Automated Creation of Digital Cousins for Robust Policy Learning
A policy trained in simulation with digital cousins can successfully transfer to the real world and open a cabinet.
A policy trained in simulation with digital cousins can successfully transfer to the real world and open a cabinet.
Training robot policies in the real world can be unsafe, costly, and difficult to scale. Simulation serves as an inexpensive and potentially limitless source of training data, but suffers from the semantics and physics disparity between simulated and real-world environments. These discrepancies can be minimized by training in digital twins, which serve as virtual replicas of a real scene but are expensive to generate and cannot produce cross-domain generalization. To address these limitations, we propose the concept of digital cousins, a virtual asset or scene that, unlike a digital twin, does not explicitly model a real-world counterpart but still exhibits similar geometric and semantic affordances. As a result, digital cousins simultaneously reduce the cost of generating an analogous virtual environment while also facilitating better generalization across domains by providing a distribution of similar training scenes. Leveraging digital cousins, we introduce a novel method for the Automatic Creation of Digital Cousins (ACDC), and propose a fully automated real-to-sim-to-real pipeline for generating fully interactive scenes and training robot policies that can be deployed zero-shot in the original scene.
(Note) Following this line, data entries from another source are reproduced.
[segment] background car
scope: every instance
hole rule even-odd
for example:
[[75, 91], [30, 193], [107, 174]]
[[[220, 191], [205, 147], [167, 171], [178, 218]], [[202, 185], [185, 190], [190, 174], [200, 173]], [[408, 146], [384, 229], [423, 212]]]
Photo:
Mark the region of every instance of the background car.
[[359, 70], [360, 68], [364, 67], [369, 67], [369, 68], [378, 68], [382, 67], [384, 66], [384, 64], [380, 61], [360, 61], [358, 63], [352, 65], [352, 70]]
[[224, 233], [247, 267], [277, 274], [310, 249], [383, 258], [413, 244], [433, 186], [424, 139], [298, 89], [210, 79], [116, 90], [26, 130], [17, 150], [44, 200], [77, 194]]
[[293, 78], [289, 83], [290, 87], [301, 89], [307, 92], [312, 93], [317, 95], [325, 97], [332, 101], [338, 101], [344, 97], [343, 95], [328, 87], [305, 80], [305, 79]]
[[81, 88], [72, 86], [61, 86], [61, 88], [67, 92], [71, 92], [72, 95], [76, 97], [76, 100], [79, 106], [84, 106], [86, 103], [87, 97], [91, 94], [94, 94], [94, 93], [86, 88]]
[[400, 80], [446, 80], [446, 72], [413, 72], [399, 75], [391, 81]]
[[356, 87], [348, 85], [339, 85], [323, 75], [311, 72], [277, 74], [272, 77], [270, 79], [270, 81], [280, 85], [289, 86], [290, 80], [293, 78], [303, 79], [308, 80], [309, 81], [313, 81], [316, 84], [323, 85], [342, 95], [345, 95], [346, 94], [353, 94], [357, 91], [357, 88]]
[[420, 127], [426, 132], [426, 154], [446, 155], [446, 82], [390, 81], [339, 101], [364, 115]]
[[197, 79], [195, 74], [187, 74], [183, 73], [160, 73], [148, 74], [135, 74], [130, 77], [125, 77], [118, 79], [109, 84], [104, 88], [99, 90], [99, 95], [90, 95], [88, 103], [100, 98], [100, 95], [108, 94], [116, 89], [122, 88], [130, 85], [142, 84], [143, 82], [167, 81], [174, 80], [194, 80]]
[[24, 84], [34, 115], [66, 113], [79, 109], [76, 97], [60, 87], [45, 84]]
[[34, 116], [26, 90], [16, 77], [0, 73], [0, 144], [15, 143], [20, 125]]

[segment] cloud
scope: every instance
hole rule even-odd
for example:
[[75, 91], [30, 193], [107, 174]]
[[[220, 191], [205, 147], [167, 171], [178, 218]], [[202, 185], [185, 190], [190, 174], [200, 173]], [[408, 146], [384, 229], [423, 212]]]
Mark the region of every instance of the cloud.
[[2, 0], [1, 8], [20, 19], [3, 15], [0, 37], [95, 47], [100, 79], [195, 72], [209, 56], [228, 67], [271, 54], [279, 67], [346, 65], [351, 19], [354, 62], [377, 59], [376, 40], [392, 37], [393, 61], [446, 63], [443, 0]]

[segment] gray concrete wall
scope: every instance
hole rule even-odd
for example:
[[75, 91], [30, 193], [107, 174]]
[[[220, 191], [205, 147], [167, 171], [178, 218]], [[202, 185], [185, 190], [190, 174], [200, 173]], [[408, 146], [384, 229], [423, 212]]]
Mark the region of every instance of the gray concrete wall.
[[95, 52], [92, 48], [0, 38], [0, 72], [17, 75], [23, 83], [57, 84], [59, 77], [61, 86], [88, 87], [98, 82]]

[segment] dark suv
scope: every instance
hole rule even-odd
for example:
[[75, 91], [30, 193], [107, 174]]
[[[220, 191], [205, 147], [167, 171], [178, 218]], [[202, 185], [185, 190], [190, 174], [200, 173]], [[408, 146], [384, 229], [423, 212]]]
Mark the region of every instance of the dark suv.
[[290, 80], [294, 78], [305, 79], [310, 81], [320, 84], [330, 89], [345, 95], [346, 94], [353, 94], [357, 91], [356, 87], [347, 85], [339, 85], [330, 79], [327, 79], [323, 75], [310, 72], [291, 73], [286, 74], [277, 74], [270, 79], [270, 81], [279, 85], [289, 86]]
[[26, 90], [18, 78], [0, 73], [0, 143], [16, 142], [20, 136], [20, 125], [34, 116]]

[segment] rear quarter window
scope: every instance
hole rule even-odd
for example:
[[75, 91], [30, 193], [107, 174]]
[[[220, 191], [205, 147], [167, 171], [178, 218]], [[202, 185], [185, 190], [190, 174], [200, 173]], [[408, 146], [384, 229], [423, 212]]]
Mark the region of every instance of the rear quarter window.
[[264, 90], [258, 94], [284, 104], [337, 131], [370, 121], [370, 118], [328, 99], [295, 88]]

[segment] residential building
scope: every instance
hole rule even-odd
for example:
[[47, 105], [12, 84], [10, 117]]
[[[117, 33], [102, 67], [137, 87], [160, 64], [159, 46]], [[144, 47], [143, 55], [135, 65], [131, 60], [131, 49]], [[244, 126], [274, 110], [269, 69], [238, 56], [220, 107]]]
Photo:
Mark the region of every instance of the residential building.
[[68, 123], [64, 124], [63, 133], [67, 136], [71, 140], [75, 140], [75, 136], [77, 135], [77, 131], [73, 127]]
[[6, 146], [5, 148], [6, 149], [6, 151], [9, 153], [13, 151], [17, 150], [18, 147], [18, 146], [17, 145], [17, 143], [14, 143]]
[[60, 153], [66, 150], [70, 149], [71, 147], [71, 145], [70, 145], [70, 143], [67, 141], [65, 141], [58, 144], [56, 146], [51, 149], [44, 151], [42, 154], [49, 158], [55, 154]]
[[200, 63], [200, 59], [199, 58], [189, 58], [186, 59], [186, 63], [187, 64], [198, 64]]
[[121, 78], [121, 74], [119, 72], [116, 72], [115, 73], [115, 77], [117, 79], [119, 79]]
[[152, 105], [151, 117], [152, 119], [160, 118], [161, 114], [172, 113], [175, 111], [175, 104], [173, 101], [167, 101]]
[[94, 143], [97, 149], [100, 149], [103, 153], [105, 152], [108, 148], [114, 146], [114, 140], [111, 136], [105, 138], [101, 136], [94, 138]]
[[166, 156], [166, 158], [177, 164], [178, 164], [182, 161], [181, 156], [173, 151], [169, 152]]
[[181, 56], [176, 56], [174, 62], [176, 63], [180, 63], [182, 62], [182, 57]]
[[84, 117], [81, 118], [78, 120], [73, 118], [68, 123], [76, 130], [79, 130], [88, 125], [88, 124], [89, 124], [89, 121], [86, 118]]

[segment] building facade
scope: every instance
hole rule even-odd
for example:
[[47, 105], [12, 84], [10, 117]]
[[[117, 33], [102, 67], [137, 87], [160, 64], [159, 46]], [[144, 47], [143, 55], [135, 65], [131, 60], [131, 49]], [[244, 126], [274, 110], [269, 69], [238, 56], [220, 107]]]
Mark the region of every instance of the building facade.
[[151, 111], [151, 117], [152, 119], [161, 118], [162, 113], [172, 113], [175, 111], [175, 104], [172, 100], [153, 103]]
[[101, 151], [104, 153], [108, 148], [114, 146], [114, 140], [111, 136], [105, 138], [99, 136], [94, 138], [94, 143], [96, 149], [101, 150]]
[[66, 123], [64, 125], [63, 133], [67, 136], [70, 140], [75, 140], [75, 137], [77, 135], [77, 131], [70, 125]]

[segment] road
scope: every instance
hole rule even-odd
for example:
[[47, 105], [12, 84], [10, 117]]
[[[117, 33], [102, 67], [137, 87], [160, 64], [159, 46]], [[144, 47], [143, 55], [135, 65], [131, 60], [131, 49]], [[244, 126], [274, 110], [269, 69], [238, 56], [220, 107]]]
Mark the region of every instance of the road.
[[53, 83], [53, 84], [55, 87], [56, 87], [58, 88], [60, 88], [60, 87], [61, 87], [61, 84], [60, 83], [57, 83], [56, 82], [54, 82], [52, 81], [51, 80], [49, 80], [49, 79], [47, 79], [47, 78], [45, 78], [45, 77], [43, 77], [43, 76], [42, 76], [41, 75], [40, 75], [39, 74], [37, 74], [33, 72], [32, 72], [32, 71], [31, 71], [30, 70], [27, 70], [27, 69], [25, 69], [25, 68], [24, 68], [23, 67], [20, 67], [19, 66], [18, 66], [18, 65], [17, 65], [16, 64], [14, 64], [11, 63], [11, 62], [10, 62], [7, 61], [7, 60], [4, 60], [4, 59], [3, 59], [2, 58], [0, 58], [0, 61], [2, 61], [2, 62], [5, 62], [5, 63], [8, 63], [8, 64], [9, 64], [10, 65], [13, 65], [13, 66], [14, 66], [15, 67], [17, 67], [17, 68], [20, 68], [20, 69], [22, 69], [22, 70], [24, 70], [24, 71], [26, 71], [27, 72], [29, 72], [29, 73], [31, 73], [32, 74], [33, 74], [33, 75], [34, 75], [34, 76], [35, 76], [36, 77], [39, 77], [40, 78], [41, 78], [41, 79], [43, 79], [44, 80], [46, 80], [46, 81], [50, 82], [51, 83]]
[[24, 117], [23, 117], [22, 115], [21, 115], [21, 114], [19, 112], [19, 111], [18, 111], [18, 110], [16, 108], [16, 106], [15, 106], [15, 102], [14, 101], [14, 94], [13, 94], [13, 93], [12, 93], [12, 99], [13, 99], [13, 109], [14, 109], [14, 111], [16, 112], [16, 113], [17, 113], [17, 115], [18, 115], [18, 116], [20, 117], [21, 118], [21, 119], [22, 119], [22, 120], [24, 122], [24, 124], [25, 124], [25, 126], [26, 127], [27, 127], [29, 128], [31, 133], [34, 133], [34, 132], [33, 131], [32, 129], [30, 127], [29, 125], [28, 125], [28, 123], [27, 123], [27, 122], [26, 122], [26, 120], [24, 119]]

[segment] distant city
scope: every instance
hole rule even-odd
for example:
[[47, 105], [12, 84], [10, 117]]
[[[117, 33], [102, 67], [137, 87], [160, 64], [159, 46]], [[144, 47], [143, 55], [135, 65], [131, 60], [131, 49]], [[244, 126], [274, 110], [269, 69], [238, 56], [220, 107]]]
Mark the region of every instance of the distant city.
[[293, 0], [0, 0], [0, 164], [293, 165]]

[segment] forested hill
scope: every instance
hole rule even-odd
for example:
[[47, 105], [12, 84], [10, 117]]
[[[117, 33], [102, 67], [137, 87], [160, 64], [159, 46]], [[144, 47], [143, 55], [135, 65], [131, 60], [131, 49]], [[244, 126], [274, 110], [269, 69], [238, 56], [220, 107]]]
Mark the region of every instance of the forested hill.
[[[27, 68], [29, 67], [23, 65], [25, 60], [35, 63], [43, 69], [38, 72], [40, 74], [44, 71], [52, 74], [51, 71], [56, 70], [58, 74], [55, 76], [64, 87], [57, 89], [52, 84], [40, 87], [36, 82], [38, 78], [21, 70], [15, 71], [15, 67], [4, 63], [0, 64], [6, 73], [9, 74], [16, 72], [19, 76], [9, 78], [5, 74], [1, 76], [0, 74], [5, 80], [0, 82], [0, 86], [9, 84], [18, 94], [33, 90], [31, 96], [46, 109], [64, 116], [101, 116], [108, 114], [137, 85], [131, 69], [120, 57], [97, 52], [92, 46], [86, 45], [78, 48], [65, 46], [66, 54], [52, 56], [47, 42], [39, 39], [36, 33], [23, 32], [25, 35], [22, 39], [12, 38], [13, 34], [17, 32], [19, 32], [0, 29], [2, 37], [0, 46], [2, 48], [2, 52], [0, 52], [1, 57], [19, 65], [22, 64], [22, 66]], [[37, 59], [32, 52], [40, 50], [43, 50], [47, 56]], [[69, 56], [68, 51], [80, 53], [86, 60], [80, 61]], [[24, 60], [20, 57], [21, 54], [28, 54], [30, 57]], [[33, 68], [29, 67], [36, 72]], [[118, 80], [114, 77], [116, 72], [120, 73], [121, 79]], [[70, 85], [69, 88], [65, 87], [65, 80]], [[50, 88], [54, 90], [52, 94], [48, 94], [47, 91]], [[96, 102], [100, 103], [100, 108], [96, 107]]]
We find that ACDC can produce digital cousin scenes that preserve geometric and semantic affordances, and can be used to train policies that outperform policies trained on digital twins, achieving 90% vs. 25% under zero-shot sim-to-real transfer.
ACDC is composed of three sequential steps. (1) First, relevant per-object information is extracted the input RGB image. (2) Next, we use this information with an asset dataset to match digital cousins to each detected input object. (3) Finally, we post-process the chosen digital cousins and generate a fully-interactive simulated scene.
We answer the following research questions through experiments:
Q1: Can ACDC produce high-quality digital cousin scenes? Given a single RGB image, can ACDC capture
the high-level semantic and spatial details inherent in the original scene?
Q2: Can policies trained on digital cousins match the performance of policies trained on a digital
twin when evaluated on the original setup?
Q3: Do policies trained on digital cousins exhibit better robustness compared to policies trained on
a digital twin when evaluated on the out-of-distribution setups?
Q4: Do policies trained on digital cousins enable zero-shot sim-to-real policy transfer?
Based on these results, we can safely answer Q1: ACDC can indeed preserve semantic and spatial details of input scenes, generating cousins of real-world objects from a single RGB image that can be accurately positioned and scaled to match the original scene.
Based on these results, we can safely answer Q2, Q3, and Q4: Policies trained using digital cousins exhibit comparable in-distribution and more robust out-of-distribution performance compared to policies trained on digital twins, and can enable zero-shot sim-to-real policy transfer.
ACDC is a fully automated pipeline used to quickly generate fully interactive digital cousin scenes corresponding to a single real-world RGB image. We find that policies trained on these digital cousin setups are more robust than those trained on digital twins, with comparable in-domain performance and superior out-of-domain generalization, and enable zero-shot sim-to-real policy transfer.